When the colloidal gold-antigen-antibody complexes move to the test zone, they will specifically bind to the pre-coated antigens. At the same time, a red-colored line will develop in zone 1 and/ or 2 on the membrane. The absence of these red-colored lines in the test zone (1 and 2) suggests a negative result. To serve as a procedural control, a red-colored line in the control zone will always appear regardless of the presence of antibodies to HIV-1/ HIV-2.
Procedure of NewScen HIV Test Kit
1. Place the test cassette on a flat surface. Before unsealing the pouch, allow the test cassette to reach room temperature (4-30°C). Use it immediately once unsealed.
2. Open the pouch and add 1 drop (30-40µL) of the specimen into the sample well (S).
3. When the specimen is completely absorbed, slowly add 1 drop (45-55µL) of diluent buffer vertically into the sample well (S).
4. Avoid dropping specimen or diluent buffer in the observation window.
5. Do not allow the diluent buffer bottle to touch the sample well when dropping the diluent buffer so as to prevent cross-contamination with the specimen.
6. Observe the result between 15-30 minutes after the diluent buffer added.
Result Interpretation
1. Negative: No red lines appear within 30 minutes in the test zone (1 and 2), only a red line in the control zone (C), which indicates that no antibodies to HIV1+2 have been detected with this test. However, this does not exclude the possibility from infection with HIV.
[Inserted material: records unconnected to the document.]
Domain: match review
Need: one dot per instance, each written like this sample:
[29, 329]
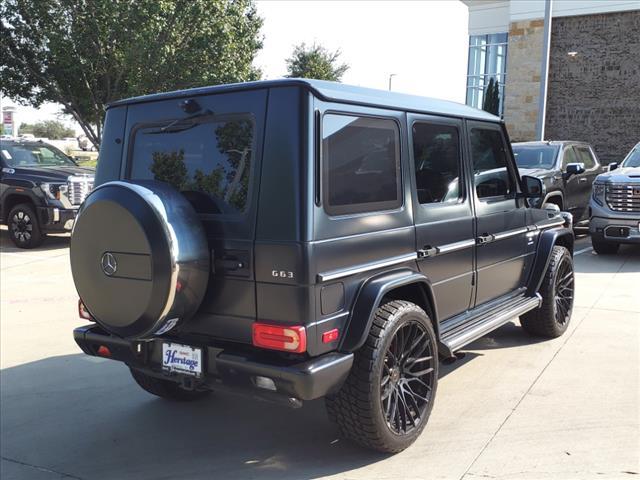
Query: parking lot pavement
[514, 407]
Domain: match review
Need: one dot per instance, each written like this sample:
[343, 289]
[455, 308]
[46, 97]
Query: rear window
[535, 157]
[210, 160]
[361, 164]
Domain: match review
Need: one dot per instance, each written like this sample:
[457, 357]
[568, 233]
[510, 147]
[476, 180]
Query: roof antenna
[190, 106]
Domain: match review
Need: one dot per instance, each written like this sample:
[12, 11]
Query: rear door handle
[427, 251]
[485, 238]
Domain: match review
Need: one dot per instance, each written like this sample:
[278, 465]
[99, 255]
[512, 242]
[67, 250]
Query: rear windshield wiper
[177, 125]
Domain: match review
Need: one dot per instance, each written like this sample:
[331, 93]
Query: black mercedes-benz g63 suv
[298, 239]
[567, 169]
[41, 190]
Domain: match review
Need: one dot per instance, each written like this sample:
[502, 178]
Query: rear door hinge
[427, 251]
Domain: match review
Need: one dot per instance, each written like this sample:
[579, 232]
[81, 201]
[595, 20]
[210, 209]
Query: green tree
[51, 129]
[169, 167]
[317, 62]
[86, 54]
[491, 102]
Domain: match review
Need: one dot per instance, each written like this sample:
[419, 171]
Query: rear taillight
[275, 337]
[83, 312]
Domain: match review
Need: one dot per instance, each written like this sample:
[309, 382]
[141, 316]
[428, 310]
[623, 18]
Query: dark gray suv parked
[567, 169]
[615, 205]
[301, 239]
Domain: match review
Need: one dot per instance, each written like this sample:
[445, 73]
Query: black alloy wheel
[24, 228]
[408, 375]
[385, 402]
[564, 291]
[557, 291]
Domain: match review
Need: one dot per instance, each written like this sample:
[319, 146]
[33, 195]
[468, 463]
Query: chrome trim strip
[556, 223]
[357, 235]
[340, 273]
[456, 246]
[509, 233]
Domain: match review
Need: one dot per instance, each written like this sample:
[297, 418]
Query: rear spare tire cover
[139, 258]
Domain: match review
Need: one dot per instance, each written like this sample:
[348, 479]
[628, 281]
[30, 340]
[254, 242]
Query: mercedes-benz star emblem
[108, 263]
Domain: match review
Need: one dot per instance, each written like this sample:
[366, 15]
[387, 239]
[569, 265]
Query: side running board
[478, 327]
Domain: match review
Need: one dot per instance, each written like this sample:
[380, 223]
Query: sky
[424, 43]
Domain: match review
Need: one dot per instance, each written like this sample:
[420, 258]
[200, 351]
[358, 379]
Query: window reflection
[487, 64]
[209, 162]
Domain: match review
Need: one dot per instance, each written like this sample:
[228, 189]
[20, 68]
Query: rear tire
[387, 398]
[558, 286]
[604, 247]
[166, 388]
[24, 227]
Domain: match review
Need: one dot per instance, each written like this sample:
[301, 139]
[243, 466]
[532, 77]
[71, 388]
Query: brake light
[82, 311]
[275, 337]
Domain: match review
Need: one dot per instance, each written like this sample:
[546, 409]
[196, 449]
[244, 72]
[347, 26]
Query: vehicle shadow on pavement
[591, 262]
[51, 242]
[85, 417]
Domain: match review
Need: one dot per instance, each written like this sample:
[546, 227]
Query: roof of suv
[549, 142]
[333, 91]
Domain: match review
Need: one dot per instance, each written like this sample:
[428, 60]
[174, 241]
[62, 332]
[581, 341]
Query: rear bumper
[229, 369]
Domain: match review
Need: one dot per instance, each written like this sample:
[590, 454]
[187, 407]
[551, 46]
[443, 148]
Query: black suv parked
[567, 169]
[41, 189]
[301, 239]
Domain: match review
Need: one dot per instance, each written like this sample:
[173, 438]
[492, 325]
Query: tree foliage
[51, 129]
[491, 102]
[85, 54]
[317, 62]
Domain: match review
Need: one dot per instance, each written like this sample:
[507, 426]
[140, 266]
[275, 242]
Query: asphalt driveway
[513, 407]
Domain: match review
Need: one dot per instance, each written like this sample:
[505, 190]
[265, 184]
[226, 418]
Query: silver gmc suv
[615, 205]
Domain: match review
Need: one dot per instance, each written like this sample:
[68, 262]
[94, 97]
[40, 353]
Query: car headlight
[598, 193]
[53, 190]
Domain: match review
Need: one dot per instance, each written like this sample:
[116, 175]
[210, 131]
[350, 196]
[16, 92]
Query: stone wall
[594, 96]
[522, 89]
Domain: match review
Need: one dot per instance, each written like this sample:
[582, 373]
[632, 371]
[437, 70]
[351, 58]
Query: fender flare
[548, 239]
[369, 298]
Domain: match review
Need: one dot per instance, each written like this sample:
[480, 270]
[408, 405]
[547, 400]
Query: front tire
[165, 388]
[558, 286]
[387, 398]
[604, 247]
[24, 228]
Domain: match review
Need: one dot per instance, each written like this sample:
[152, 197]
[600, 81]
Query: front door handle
[484, 238]
[427, 251]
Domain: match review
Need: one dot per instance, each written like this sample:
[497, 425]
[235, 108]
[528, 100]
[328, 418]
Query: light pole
[544, 71]
[390, 77]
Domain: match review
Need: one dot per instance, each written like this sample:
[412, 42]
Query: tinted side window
[436, 153]
[570, 156]
[585, 157]
[209, 161]
[491, 175]
[361, 164]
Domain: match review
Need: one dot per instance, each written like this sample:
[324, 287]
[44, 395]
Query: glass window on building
[487, 68]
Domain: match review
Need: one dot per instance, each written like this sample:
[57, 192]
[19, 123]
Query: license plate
[182, 359]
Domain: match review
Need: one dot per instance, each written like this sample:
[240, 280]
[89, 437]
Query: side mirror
[533, 187]
[574, 169]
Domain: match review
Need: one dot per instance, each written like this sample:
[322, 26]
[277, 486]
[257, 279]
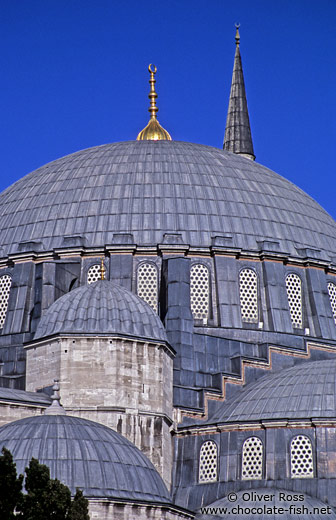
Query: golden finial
[153, 131]
[237, 25]
[102, 269]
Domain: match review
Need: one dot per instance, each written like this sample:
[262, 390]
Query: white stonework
[13, 412]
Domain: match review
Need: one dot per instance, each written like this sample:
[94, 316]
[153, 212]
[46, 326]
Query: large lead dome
[149, 188]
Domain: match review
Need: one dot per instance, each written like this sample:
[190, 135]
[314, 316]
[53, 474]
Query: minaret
[153, 131]
[238, 137]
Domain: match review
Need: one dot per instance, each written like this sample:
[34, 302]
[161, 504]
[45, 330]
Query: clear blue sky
[74, 75]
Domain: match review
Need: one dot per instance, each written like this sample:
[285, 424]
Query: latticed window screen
[208, 462]
[294, 295]
[252, 459]
[94, 273]
[301, 457]
[199, 291]
[248, 292]
[332, 297]
[5, 285]
[147, 284]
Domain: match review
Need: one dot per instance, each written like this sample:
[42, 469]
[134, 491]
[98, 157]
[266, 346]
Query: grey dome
[84, 454]
[278, 501]
[149, 188]
[101, 308]
[304, 391]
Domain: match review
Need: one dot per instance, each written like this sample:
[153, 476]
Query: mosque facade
[179, 301]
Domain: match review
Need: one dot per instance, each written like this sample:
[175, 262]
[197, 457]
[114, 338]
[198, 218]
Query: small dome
[303, 391]
[149, 188]
[279, 498]
[101, 308]
[84, 454]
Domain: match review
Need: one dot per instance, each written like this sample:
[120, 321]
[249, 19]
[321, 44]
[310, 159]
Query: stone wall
[13, 412]
[108, 510]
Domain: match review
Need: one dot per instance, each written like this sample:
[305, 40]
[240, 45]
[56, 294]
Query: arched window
[5, 285]
[294, 295]
[199, 291]
[252, 459]
[332, 297]
[147, 284]
[94, 273]
[208, 462]
[248, 293]
[301, 457]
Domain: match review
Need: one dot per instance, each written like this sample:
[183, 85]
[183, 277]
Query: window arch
[94, 273]
[5, 286]
[301, 457]
[208, 462]
[294, 295]
[147, 284]
[252, 459]
[199, 291]
[332, 298]
[248, 293]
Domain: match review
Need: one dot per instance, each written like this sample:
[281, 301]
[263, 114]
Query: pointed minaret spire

2. Positive: One red line in the control zone (C) and one or two red visible lines of any intensity in the test zone (1 and 2). indicate the specimen contains HIV-1 and/ or HIV-2 antibodies.
3. Invalid: No red lines appear in the control zone (C), regardless of whether there is a red line in the test zone (1 and 2), indicating that the test is invalid. Discard the test cassette and perform with new cassette.
Built-In Control Newscen HIV (1+2) Antibody Rapid Test has a built-in procedural control that demonstrates assay validity. A red line appeared on the control zone (C) indicates that the test runs correctly.